All the man did is what any president would have done. Presidents, unlike presidential candidates, live in the real world, where be monsters. The moment arrives when Mr. Dithers is put out on the street. This president arrives in the real world late, still dragging his feet and yearning for the comforts of liberal fantasy. But he’s getting there.

His decision to send 30,000 more troops to Afghanistan is a gamble; not sending them would be a bigger gamble. Dealing with the radical Islamic terrorists is Job 1, for this president and the president before him, and likely the president who follows. Like the president before him, President Obama can expect no applause from the spoiled children on the left. His friends on the right are with him on the principle that a president has to do what a president has to do to protect the nation’s security, but they’re not exactly cheering. Nobody is entitled to praise for being nice to his mother.

Karl Rove, the campaign guru for George W., says the Obama call to arms “deserves to be cheered, but ….” Newt Gingrich, the former Republican speaker of the House, praises the president’s courage, also with a pointed “but.” He observes that the president paints himself in a corner with the promise of withdrawing the troops in 2011.

The president himself, remembering the wild and unrealistic adulation of the European crowds on his pre-election victory lap in the summer of ‘08, no doubt expected to hear more of those cheers from our European friends. But our European friends feel jilted. They rooted for change and all they got was a change of presidential underwear. “Never before has a speech by President Barack Obama felt as false as his Tuesday address announcing America’s new strategy for Afghanistan,” writes an analyst in Spiegel Online, the German newsweekly. “It seemed like a campaign speech combined with Bush rhetoric - and left both dreamers and realists feeling distraught.”

“Distraught” is a strong word, but it hardly overstates the depth of disappointment in the shallows of Obamaland. Several Democrats in the Senate, including Robert Menendez of New Jersey and Russ Feingold of Wisconsin, threaten to withhold money, if they can, to pay for the Afghan surge. Others prefer bashing Pakistan, which certainly deserves bashing, observing that if the Pakistanis would only do their duty to clean out al Qaeda and Taliban hide-outs, the Americans wouldn’t have to be in Afghanistan in the first place.

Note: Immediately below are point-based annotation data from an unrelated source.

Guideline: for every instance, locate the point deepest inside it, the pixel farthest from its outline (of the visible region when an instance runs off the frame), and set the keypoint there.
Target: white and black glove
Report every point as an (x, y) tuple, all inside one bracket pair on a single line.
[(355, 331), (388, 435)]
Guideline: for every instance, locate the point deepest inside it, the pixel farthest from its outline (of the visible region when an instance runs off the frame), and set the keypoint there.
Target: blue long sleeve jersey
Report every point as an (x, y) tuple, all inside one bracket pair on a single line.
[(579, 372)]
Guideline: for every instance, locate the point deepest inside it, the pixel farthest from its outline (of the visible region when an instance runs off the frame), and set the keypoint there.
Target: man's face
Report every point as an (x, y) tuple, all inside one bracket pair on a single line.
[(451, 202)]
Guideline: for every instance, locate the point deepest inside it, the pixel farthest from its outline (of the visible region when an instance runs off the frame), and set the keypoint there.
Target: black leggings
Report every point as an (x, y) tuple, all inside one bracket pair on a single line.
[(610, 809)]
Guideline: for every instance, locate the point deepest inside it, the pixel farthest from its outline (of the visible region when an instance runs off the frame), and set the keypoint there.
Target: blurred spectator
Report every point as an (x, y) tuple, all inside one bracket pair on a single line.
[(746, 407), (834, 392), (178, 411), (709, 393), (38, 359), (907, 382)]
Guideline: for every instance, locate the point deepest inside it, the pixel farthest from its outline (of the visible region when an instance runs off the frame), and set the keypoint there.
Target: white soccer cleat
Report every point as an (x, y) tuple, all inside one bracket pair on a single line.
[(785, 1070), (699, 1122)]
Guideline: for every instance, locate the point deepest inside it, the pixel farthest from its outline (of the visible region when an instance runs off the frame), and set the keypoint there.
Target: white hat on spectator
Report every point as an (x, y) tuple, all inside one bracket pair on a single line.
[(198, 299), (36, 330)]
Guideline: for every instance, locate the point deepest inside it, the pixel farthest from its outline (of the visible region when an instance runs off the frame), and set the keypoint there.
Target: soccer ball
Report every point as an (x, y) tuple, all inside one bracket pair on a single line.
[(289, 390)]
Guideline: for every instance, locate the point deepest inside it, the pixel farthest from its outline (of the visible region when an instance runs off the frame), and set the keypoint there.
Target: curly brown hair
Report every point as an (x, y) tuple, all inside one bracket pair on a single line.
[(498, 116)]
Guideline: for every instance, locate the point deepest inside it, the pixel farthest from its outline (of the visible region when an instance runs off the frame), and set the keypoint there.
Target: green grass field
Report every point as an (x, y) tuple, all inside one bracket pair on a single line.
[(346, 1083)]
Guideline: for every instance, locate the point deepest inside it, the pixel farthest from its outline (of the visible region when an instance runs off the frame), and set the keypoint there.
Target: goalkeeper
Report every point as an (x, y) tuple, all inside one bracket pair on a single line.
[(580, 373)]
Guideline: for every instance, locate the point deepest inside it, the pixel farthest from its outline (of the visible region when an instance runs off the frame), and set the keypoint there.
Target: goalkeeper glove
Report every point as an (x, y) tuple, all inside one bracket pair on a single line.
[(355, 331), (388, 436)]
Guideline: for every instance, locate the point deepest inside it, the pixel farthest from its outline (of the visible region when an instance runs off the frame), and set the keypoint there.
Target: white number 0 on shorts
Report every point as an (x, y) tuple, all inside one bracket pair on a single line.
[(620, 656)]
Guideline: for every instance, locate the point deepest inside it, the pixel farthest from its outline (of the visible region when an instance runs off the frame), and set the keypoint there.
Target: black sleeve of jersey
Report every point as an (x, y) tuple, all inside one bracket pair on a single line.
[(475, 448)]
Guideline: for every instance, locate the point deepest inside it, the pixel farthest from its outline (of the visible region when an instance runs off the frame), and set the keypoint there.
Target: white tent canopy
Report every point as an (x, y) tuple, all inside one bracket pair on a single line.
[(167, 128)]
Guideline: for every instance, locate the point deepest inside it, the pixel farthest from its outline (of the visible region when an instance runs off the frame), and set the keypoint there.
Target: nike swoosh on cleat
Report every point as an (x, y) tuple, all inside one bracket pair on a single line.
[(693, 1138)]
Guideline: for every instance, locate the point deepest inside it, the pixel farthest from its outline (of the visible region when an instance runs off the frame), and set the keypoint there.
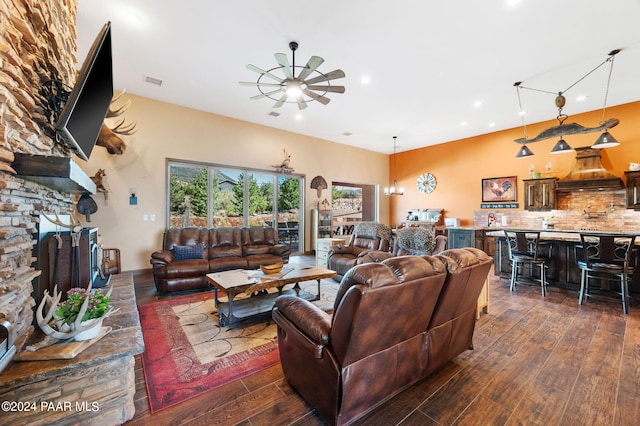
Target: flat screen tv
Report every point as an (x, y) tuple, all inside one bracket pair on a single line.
[(87, 105)]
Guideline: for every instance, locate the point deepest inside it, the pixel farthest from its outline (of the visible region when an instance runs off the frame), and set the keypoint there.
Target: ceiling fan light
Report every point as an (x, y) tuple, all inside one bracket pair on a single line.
[(561, 147), (605, 140), (524, 152), (293, 89)]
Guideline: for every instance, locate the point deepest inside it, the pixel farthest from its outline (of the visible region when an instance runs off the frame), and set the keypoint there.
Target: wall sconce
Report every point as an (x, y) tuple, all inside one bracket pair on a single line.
[(604, 141)]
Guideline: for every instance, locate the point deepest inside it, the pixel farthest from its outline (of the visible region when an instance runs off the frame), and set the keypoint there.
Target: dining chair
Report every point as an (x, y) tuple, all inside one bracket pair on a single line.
[(524, 250), (607, 258)]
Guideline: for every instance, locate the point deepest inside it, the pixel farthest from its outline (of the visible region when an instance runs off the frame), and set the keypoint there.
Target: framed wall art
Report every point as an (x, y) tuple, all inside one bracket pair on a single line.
[(499, 190)]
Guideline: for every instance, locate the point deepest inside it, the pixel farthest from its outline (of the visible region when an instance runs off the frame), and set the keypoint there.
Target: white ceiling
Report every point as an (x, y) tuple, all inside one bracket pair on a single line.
[(428, 62)]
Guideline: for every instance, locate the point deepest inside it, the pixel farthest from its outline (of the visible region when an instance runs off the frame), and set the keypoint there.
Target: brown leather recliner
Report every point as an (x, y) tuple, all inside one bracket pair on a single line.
[(385, 333), (188, 254), (367, 236), (450, 331), (405, 245), (373, 346)]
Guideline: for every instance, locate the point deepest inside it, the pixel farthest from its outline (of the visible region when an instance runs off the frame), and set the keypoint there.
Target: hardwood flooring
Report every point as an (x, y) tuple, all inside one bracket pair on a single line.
[(543, 361)]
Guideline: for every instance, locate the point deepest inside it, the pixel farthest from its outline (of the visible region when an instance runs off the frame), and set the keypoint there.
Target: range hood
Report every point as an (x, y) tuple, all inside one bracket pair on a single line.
[(588, 173)]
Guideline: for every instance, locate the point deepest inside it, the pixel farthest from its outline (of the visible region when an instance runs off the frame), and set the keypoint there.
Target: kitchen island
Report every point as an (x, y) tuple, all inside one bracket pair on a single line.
[(563, 268)]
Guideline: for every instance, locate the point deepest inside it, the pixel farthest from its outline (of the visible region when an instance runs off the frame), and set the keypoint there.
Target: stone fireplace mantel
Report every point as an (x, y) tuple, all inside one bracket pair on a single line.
[(95, 387)]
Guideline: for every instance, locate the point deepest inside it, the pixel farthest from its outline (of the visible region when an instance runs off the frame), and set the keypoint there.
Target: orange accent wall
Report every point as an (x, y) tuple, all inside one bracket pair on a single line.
[(460, 165)]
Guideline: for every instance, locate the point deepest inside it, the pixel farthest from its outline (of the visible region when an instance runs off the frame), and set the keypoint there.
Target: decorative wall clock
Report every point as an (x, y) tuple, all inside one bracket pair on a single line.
[(426, 183)]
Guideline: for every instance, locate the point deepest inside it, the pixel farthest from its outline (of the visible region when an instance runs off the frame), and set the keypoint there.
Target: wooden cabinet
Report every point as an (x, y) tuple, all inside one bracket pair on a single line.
[(633, 190), (540, 194), (323, 245), (321, 225), (470, 237)]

Mr. Obama is no reluctant warrior; in fact he is no warrior at all. He’s an activist, after all, and his party no longer tolerates warriors. He yearns only to return to the task of re-creating America in the mold of the European welfare states. He threw a few good lines to the conservatives (“I want the American people to understand that we have a clear and focused goal, to disrupt and defeat al Qaeda”), but the ultimate promise of his speech was not of winning, but of withdrawal. He warmed to the occasion only when needling George W. Bush, whose surge strategy, successful in Iraq, he now adopts for Afghanistan. He hopes nobody notices. He still seems unsure of who, exactly, the real enemy might be, warning that the enemy kills in the name of Islam, “one of the world’s great religions.”

The surge in Iraq worked because George W. believed it would and was determined to see that it worked. The enemy in Iraq understood that George W. really meant it. President Obama sounds determined only to make sure the Americans leave in 2011.

Psychology in suppressing terrorist violence is ultimately more crucial than the drones and war-by-wire that timid Democrats are willing to send into Taliban and al Qaeda hide-outs. Nobody will read the psychology better or more accurately than the Pakistani generals eager to cover their bets against the day the Americans leave, which the president has foolishly set. The deadline will slip, of course; deadlines always do. But the terrorists are not dopes. They can see where a halfhearted commitment leads. Nevertheless, Mr. Obama made it his war to win or lose, and that takes courage. In the end, Mr. Obama may be surprised to see who his only lasting friends are.

c Wesley Pruden is editor emeritus of The Washington Times.